O zamana kadar karmaşık enerji bağımlılıkları zayıflarsa, örneğin doğalgaz dağıtım merkezi planları dondurulursa veya resmen iptal edilirse ve Türkiye TürkAkım'dan daha az Rus gazı ithal etmeye başlarsa, Türkiye bu cephede Rusya'ya daha agresif bir şekilde meydan okumak için cesaretlenebilir. Sonuçta, Rusya'nın bir kriz sırasında Türkiye'den taviz koparmak için gaz ihracatını kesmesi senaryosu daha az etkili olacaktır ve bu da savaş riskini artıran daha sert Türk tutumlarına yol açabilir.

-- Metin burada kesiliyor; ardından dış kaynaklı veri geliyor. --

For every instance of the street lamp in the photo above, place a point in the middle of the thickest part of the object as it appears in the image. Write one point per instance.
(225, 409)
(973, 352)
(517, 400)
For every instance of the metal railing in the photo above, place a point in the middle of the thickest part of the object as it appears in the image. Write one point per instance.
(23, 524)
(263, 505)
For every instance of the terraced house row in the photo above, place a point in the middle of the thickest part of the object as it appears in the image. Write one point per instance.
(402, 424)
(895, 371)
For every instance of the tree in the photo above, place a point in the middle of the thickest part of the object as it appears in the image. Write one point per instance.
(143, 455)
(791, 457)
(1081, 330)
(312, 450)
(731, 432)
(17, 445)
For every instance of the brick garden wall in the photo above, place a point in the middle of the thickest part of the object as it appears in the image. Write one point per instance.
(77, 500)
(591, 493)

Bu nedenle Rusya, gaz merkezi planlarını yeniden canlandırmaya ve ABD ile bir anlaşmaya varmaya çalışmalıdır. Bu, belki de şu anda müzakere etmeye çalıştıkları büyük anlaşmanın bir parçası olarak , Rusya'nın Türkiye'deki gaz pazar payını güvence altına almak ve muhtemelen Orta ve Doğu Avrupa'daki payının bir kısmını geri kazanmak anlamına gelir. Bu, neredeyse kesinlikle Rusya'nın Ukrayna'daki bazı maksimalist hedeflerinden taviz vermesini gerektirecektir ve gelecekteki başkanlar herhangi bir anlaşmayı çöpe atabileceği için ABD'nin sözü kesin olarak kabul edilemez. Ancak Rusya, bu olasılığı göz ardı etmek yerine değerlendirmelidir.